Sony Microsoft’s fight for Activision is a full-fledged circus

Sony executive Jim Ryan discusses PlayStation's success on stage in Las Vegas.

photo: Alex Wang (Getty Images)

Over a year after it was first announced, Microsoft’s $69 billion deal with Activision Blizzard is under scrutiny from regulators. It still seems to be creeps towards its unstoppable endbut things get very messy and incredibly silly in the process.

The latest stunt? Activision’s chief communications officer accused Sony Interactive Entertainment CEO Jim Ryan of refusing to even consider a valid agreement call of Duty on PlayStation for 10 years, apparently hoping to sabotage the greatest tech merger in history.

“I don’t want a new one call of Duty Deal,” Ryan reportedly said at a closed meeting in Brussels, Belgium last month. “I want to block your merger.”

So says Activision’s Lulu Cheng Meservey, who you may remember from previous Twitter threads like Elon Musk critics don’t have to apply (which was recently deleted), Unions are actually badAnd “Sony is “the first of us”.‘ Answering a follow-up question from The edgeTom Warren confirmed that the comment was made on February 21, the day Microsoft and Sony met In camera hearings with EU regulators.

The comment, which Sony has yet to confirm or deny, is both blatant and an unusual breach of hypersecrecy regarding what has become standard practice in the video game industry. Phil Spencer, CEO of Microsoft Gaming pushed open the door last fall when he told it The edge that his company had previously made a proposal to Sony to extend his current contract call of Duty to PlayStation. “I had no intention of commenting on what I took to be a private business discussion,” Ryan replied at the time. Meservey’s tweet yesterday was the equivalent of kicking down that door.

Continue reading: Everything that happened in the Microsoft Activision merger saga

It’s also just the latest move in a preposterous game by two tech giants vying for their position in the global gaming market by attempting to work the arbiters. The British Competition and Markets Authority, which Microsoft is accused of to be in Sony’s pocketsuggested last month to just buy every part of Activision Blizzard except that call of Duty one.

Microsoft recently responded with proposed deals to bring the blockbuster franchise to Switch and keep it on PlayStation at least 10 years. Sony countered that nothing could be stopped call of Duty from being more buggy on PlayStation than Xbox if Microsoft owns it. said microsoft well uh. Activision Blizzard CEO Bobby Kotick said the UK would “death valleyy” if it messes up the deal.

Meanwhile in the EU, Reuters recently reported that Microsoft seems poised to prevail while in the US the Federal Trade Commission still is prepares its antitrust lawsuit this appears to be designed more to extort concessions than to wreck the merger entirely. And in other big markets like Brazil, Microsoft has already established itself.

This entire process was insightful and useful in that it forced companies to reveal things they would never otherwise have, including Game Pass cannibalizes some sales on Xbox, and that Sony does not think Electronic Arts battlefield will ever really be able to compete with call of Duty. But it was also ridiculous Sideshow how much it’s about a single game and a few metrics like console market share.

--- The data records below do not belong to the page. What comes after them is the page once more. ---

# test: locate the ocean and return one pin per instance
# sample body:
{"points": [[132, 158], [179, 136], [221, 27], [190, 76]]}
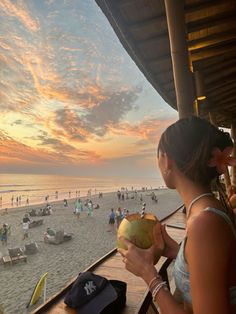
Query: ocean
{"points": [[27, 189]]}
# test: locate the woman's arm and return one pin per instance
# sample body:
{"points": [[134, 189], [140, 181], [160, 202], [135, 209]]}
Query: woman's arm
{"points": [[140, 263], [207, 251]]}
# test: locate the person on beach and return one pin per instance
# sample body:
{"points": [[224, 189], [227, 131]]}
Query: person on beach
{"points": [[78, 207], [192, 154], [118, 217], [90, 208], [4, 234], [111, 221], [25, 226]]}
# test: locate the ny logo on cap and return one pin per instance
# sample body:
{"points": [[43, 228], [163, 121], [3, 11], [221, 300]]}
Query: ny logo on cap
{"points": [[89, 287]]}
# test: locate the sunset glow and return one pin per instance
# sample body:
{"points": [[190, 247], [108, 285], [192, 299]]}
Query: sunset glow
{"points": [[72, 100]]}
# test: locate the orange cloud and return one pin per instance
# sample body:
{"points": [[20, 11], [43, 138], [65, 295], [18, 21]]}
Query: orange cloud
{"points": [[149, 129], [20, 12], [12, 152]]}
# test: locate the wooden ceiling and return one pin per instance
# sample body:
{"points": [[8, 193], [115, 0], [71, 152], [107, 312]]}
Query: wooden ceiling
{"points": [[141, 26]]}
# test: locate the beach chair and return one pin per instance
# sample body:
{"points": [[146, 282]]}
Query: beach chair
{"points": [[6, 260], [31, 248], [36, 223], [17, 254]]}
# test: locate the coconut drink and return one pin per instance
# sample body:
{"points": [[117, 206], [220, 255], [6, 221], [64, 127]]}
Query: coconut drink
{"points": [[138, 229]]}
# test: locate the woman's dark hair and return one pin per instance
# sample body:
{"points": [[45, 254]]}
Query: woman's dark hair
{"points": [[190, 142]]}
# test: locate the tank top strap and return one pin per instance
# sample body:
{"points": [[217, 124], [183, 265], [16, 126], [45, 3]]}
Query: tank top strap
{"points": [[224, 216]]}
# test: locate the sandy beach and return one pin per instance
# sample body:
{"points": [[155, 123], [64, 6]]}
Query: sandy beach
{"points": [[91, 240]]}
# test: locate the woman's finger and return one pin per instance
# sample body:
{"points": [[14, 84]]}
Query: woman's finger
{"points": [[125, 241], [122, 252], [157, 232]]}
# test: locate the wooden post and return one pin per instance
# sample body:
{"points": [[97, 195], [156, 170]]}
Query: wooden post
{"points": [[212, 119], [183, 77], [233, 135]]}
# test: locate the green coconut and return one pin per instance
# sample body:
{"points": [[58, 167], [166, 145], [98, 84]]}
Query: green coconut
{"points": [[138, 230]]}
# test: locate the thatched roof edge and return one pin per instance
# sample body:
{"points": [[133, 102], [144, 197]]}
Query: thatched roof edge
{"points": [[121, 32]]}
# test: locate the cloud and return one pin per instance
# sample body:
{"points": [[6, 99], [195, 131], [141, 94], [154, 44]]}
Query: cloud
{"points": [[14, 152], [21, 13], [96, 121], [149, 129]]}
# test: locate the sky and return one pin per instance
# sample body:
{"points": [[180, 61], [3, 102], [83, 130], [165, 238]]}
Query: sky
{"points": [[72, 100]]}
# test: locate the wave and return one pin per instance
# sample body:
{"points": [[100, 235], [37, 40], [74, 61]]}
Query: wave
{"points": [[18, 191]]}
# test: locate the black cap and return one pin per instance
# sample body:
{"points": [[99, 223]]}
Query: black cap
{"points": [[90, 294]]}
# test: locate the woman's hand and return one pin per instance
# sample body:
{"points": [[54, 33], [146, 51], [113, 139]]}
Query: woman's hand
{"points": [[138, 261], [168, 247]]}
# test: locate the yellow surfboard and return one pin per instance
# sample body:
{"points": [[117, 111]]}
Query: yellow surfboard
{"points": [[38, 290]]}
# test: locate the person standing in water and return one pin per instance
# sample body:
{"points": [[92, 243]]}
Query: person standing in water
{"points": [[192, 154], [78, 207]]}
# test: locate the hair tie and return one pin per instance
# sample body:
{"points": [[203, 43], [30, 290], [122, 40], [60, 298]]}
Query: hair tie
{"points": [[222, 159]]}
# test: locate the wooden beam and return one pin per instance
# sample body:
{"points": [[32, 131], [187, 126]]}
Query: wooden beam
{"points": [[230, 102], [215, 68], [212, 52], [201, 5], [147, 22], [159, 37], [212, 40], [233, 135], [229, 73], [183, 78], [229, 80], [226, 95], [202, 65], [211, 21], [224, 89]]}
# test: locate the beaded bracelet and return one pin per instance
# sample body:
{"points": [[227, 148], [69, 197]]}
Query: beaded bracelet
{"points": [[158, 288], [154, 280]]}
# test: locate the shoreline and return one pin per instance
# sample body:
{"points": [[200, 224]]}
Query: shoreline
{"points": [[91, 240]]}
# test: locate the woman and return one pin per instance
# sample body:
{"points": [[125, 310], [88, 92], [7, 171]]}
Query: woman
{"points": [[191, 154]]}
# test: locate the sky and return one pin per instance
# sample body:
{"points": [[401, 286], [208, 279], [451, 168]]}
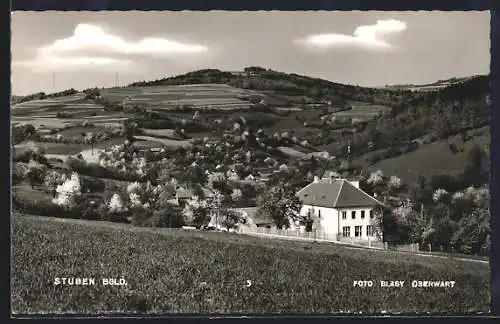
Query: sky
{"points": [[54, 51]]}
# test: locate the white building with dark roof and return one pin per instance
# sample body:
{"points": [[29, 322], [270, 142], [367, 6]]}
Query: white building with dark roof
{"points": [[339, 207]]}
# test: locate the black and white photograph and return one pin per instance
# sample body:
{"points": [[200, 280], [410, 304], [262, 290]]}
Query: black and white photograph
{"points": [[250, 162]]}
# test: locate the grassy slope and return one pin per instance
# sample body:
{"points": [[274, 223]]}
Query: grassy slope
{"points": [[164, 271], [427, 160]]}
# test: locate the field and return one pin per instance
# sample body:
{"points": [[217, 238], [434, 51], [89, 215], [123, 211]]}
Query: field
{"points": [[165, 268], [215, 96], [363, 112], [427, 160], [163, 141]]}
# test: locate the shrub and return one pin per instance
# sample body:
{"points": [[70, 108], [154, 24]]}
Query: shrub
{"points": [[453, 148]]}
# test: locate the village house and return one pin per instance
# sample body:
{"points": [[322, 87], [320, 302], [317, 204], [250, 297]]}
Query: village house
{"points": [[339, 207]]}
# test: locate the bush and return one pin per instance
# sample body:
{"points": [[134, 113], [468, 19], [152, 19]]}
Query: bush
{"points": [[453, 148], [44, 208], [169, 216]]}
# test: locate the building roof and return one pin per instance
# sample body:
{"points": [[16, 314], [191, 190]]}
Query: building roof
{"points": [[338, 193]]}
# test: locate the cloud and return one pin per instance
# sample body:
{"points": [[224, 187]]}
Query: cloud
{"points": [[367, 36], [92, 46]]}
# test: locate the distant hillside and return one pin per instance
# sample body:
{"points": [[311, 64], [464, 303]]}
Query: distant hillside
{"points": [[430, 159]]}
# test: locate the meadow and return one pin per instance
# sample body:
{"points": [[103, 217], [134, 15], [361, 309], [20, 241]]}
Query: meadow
{"points": [[165, 270], [216, 96], [430, 159]]}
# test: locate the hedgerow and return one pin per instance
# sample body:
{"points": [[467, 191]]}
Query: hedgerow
{"points": [[164, 270]]}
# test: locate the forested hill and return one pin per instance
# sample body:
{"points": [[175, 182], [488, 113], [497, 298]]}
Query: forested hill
{"points": [[257, 78]]}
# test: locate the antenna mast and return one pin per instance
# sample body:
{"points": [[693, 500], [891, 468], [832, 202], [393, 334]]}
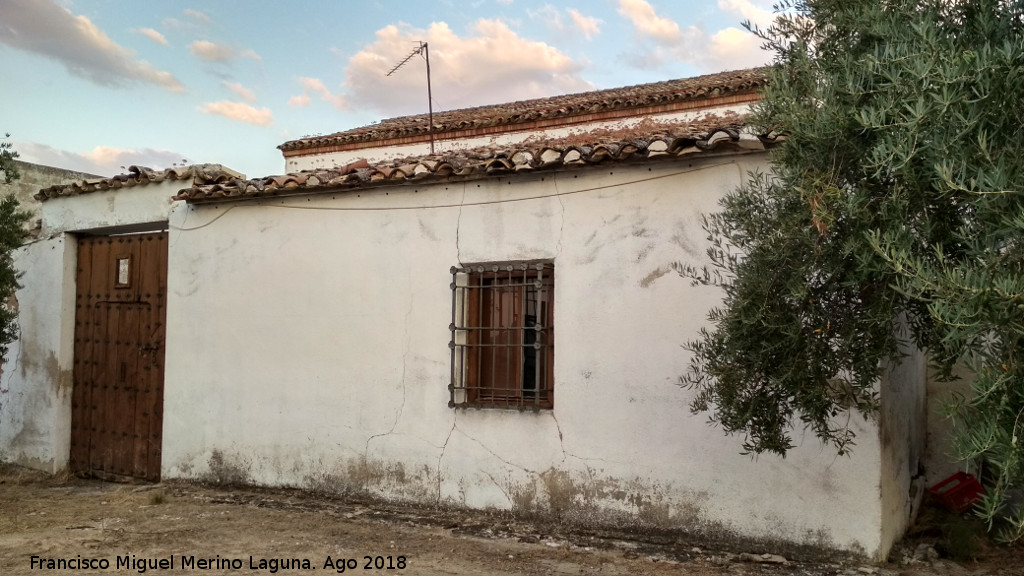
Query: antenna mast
{"points": [[423, 50]]}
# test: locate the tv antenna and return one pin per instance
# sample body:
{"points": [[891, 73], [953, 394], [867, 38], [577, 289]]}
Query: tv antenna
{"points": [[425, 52]]}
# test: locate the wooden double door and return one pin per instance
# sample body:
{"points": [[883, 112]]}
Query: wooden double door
{"points": [[118, 394]]}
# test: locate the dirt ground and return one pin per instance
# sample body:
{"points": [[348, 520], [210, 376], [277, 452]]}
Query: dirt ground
{"points": [[101, 528]]}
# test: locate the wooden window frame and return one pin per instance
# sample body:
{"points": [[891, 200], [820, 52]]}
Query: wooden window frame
{"points": [[503, 337]]}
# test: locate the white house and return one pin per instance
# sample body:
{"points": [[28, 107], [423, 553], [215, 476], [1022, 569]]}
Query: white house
{"points": [[494, 325]]}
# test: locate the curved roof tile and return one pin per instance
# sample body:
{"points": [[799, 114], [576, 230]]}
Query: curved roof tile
{"points": [[713, 134], [139, 175], [564, 107]]}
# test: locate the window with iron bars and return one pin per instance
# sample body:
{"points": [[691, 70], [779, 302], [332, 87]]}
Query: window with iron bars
{"points": [[503, 337]]}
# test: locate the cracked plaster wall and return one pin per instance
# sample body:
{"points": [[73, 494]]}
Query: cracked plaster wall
{"points": [[307, 345], [36, 381]]}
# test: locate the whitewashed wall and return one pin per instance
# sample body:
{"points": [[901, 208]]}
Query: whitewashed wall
{"points": [[36, 377], [307, 345]]}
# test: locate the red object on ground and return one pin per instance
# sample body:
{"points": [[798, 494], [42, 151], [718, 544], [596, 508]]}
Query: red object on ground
{"points": [[957, 492]]}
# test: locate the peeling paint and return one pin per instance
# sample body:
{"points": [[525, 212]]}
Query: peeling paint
{"points": [[653, 276]]}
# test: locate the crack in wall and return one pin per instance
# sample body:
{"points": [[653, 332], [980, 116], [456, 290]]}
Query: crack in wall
{"points": [[561, 225], [458, 227], [455, 421], [497, 484], [495, 454], [404, 384]]}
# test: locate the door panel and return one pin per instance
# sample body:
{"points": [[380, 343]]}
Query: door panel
{"points": [[117, 402]]}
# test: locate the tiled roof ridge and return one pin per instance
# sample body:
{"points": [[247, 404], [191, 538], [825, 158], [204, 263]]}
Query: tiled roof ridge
{"points": [[715, 135], [140, 175], [560, 107]]}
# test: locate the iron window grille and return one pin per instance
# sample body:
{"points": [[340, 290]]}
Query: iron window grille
{"points": [[503, 338]]}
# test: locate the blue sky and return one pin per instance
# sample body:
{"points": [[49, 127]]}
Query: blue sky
{"points": [[94, 85]]}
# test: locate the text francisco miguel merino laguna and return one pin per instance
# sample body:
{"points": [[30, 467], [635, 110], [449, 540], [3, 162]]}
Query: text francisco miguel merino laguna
{"points": [[182, 562]]}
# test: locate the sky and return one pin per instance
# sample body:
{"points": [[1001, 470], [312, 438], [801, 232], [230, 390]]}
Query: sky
{"points": [[99, 85]]}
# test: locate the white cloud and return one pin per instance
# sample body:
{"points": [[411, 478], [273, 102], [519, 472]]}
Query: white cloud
{"points": [[589, 27], [301, 100], [491, 65], [198, 15], [206, 50], [153, 35], [211, 51], [733, 48], [750, 10], [239, 112], [663, 39], [648, 23], [102, 160], [242, 91], [549, 16], [316, 86], [45, 28]]}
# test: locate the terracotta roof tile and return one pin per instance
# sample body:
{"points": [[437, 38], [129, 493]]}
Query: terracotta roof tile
{"points": [[646, 141], [561, 108], [140, 175]]}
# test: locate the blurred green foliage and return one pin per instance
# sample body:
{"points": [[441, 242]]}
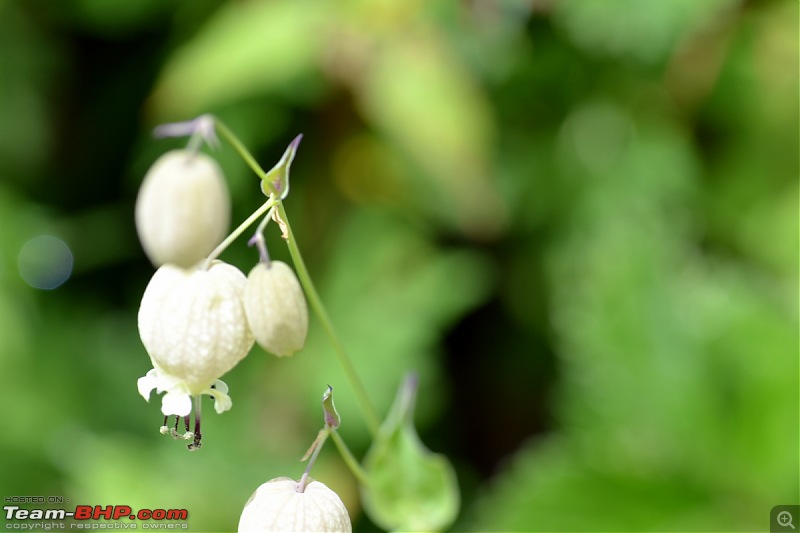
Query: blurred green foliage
{"points": [[577, 220]]}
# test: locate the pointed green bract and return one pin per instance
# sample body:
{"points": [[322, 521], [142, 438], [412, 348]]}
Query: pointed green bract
{"points": [[409, 488], [276, 181]]}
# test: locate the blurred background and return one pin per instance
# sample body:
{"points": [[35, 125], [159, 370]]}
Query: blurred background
{"points": [[577, 220]]}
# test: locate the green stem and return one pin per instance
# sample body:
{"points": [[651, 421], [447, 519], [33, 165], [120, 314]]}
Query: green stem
{"points": [[373, 422], [301, 486], [352, 464], [319, 309], [240, 148], [266, 206]]}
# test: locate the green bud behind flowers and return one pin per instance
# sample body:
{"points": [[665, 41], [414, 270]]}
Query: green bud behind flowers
{"points": [[276, 308], [183, 208], [409, 488], [278, 505]]}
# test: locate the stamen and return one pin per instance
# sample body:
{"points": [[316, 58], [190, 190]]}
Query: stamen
{"points": [[196, 444]]}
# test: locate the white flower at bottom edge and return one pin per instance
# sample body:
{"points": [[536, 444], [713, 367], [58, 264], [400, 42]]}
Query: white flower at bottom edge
{"points": [[178, 399]]}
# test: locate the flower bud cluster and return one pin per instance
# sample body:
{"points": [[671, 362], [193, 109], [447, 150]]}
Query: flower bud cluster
{"points": [[197, 319]]}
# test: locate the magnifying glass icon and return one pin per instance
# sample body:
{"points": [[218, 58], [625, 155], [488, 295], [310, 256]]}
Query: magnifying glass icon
{"points": [[785, 519]]}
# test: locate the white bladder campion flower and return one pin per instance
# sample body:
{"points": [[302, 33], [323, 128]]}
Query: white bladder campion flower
{"points": [[276, 308], [183, 208], [192, 324], [283, 504]]}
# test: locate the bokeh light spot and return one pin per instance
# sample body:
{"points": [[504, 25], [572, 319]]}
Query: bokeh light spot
{"points": [[45, 262]]}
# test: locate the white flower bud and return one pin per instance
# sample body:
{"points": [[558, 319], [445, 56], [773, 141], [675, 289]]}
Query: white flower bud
{"points": [[183, 208], [278, 506], [193, 324], [276, 308]]}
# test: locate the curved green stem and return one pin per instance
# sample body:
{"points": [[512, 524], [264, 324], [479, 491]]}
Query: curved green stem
{"points": [[351, 462], [373, 422], [239, 147], [319, 309], [266, 206]]}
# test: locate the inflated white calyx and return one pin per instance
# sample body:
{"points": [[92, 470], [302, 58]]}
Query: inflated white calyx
{"points": [[278, 506], [276, 308], [192, 324], [183, 208]]}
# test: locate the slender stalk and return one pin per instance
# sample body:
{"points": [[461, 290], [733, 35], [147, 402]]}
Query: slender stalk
{"points": [[266, 206], [301, 486], [316, 304], [239, 147], [351, 461], [373, 422]]}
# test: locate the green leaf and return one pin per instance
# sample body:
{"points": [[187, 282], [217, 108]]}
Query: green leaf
{"points": [[410, 488]]}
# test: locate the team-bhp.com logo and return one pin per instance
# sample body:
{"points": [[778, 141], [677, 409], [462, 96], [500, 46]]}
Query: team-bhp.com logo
{"points": [[18, 518]]}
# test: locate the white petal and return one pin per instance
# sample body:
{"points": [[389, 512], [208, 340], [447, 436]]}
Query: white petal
{"points": [[147, 383], [222, 402], [221, 386], [176, 403]]}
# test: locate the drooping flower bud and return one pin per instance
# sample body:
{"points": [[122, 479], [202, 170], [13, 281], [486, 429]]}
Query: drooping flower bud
{"points": [[278, 506], [183, 208], [193, 324], [276, 308]]}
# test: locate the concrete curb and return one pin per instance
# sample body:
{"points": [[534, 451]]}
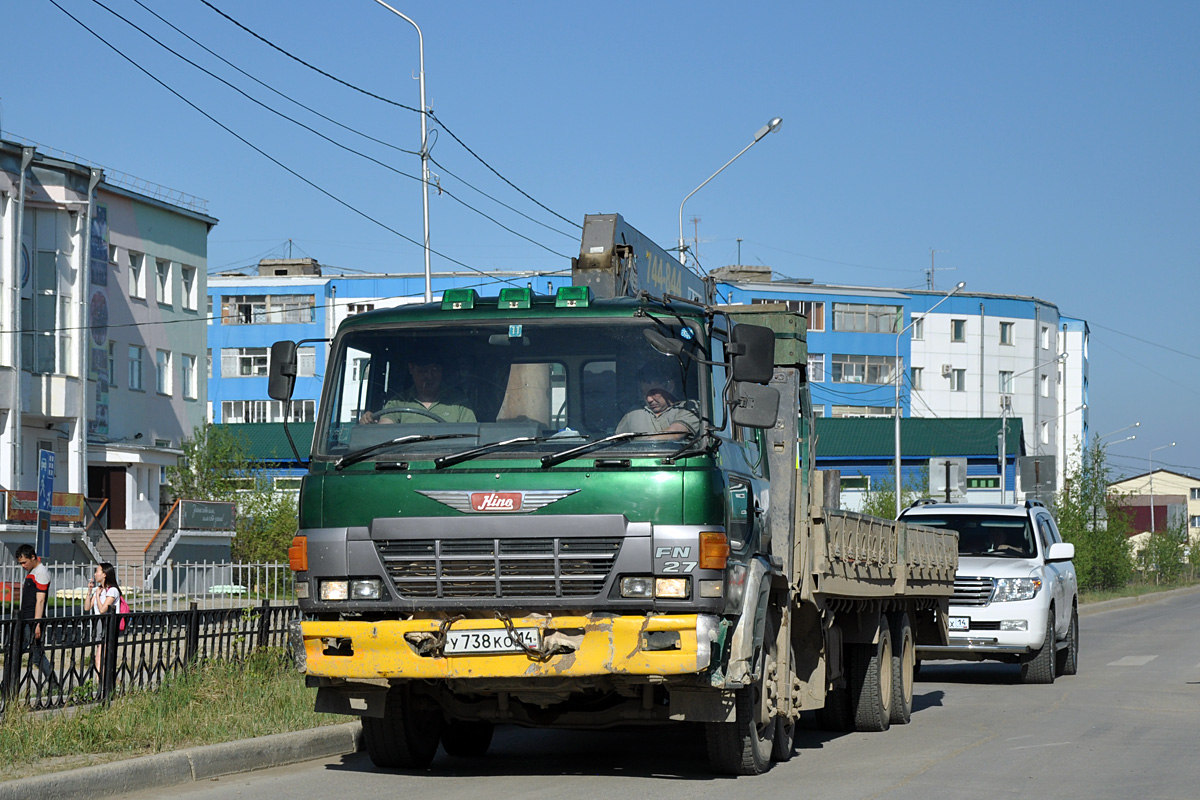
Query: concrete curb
{"points": [[190, 764], [1087, 609]]}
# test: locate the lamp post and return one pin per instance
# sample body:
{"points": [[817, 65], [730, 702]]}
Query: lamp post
{"points": [[897, 380], [425, 152], [1003, 428], [769, 127], [1152, 482]]}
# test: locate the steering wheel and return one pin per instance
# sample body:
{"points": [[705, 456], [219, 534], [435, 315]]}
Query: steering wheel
{"points": [[409, 409]]}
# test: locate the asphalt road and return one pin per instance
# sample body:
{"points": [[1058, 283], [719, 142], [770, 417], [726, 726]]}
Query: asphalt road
{"points": [[1125, 727]]}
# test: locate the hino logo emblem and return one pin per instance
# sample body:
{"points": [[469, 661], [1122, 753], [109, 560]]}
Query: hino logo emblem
{"points": [[498, 501]]}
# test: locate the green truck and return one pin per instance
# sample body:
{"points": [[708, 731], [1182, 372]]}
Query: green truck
{"points": [[591, 510]]}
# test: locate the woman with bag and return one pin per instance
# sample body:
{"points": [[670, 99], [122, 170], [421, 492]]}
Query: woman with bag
{"points": [[103, 593]]}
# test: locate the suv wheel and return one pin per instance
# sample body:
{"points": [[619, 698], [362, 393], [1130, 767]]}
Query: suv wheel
{"points": [[1038, 667]]}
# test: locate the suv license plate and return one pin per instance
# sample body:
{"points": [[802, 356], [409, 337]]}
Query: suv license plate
{"points": [[496, 639]]}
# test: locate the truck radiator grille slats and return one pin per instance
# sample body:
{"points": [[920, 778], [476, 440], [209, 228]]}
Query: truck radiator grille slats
{"points": [[971, 591], [499, 567]]}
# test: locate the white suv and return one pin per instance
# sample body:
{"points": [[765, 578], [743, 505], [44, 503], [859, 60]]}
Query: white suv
{"points": [[1015, 594]]}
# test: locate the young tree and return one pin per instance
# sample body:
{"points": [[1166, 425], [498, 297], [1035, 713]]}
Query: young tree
{"points": [[1097, 522], [216, 465]]}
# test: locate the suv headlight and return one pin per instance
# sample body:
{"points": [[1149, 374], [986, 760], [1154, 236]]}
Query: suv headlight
{"points": [[1017, 589]]}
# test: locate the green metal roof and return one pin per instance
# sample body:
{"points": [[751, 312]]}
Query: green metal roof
{"points": [[268, 443], [875, 437]]}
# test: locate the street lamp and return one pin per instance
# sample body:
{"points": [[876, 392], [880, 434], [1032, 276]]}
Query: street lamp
{"points": [[769, 127], [1152, 482], [1003, 427], [897, 379], [425, 152]]}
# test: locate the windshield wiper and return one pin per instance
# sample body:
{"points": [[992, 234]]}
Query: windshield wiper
{"points": [[366, 452], [442, 462], [567, 455]]}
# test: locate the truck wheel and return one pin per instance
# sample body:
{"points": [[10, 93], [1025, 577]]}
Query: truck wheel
{"points": [[467, 739], [406, 737], [870, 681], [1068, 657], [744, 746], [904, 661], [1038, 667]]}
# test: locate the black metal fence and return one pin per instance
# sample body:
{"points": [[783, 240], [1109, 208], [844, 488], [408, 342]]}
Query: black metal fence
{"points": [[88, 659]]}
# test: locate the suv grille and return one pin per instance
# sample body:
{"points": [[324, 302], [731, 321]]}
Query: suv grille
{"points": [[971, 591], [499, 567]]}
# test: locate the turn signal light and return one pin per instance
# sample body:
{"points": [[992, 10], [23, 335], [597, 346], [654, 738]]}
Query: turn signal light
{"points": [[714, 549], [298, 554]]}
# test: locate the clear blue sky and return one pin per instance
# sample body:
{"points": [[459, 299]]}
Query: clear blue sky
{"points": [[1042, 149]]}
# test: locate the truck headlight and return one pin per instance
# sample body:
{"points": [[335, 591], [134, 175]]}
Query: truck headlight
{"points": [[334, 589], [366, 589], [1015, 589]]}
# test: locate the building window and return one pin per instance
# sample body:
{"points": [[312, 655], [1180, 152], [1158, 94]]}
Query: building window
{"points": [[865, 319], [243, 362], [136, 367], [306, 362], [268, 310], [816, 367], [162, 281], [862, 370], [162, 364], [137, 276], [863, 410], [983, 482], [189, 377], [238, 411], [187, 286], [856, 482]]}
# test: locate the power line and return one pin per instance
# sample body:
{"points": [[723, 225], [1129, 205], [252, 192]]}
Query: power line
{"points": [[390, 102], [256, 148], [313, 131]]}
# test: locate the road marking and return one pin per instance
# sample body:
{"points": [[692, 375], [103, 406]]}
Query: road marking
{"points": [[1132, 661]]}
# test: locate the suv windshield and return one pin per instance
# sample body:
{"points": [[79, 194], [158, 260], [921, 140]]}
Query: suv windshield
{"points": [[546, 384], [985, 535]]}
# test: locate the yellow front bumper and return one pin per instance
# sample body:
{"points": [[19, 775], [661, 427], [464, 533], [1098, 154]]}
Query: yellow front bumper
{"points": [[611, 645]]}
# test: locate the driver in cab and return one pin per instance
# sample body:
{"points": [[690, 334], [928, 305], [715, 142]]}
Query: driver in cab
{"points": [[426, 400]]}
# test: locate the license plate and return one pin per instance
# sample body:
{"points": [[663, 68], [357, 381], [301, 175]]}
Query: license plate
{"points": [[496, 639]]}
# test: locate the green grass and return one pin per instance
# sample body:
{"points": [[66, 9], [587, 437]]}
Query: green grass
{"points": [[215, 702]]}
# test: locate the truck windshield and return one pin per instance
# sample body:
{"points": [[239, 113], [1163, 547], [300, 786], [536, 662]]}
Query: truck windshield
{"points": [[985, 535], [549, 384]]}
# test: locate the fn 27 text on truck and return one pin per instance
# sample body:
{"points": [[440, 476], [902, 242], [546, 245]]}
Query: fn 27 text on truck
{"points": [[520, 551]]}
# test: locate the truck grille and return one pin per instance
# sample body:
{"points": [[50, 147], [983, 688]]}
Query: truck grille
{"points": [[499, 567], [971, 591]]}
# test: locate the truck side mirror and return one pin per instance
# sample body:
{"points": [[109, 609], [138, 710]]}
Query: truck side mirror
{"points": [[753, 354], [755, 405], [283, 371]]}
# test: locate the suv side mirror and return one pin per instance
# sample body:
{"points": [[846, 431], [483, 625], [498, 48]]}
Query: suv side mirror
{"points": [[283, 371], [1061, 552], [753, 353]]}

Last years Modern Warfare II proved that the multiplayer shooter series remains incredibly popular and profitable. At the same time, video games have shown time and time again how foolhardy and dangerous it is to predict what gamers will want in five years. The Xbox 360 ate the PS3’s lunch. Sony returned the favor with the PS4. Everyone thought Nintendo would go out of business after the Wii U. The Switch is now the best it’s ever made. Hey wait, I have an idea. What if Microsoft just made the Switch 2 instead of Activision Blizzard?

Sony, Microsoft and Activision did not immediately respond to requests for comment.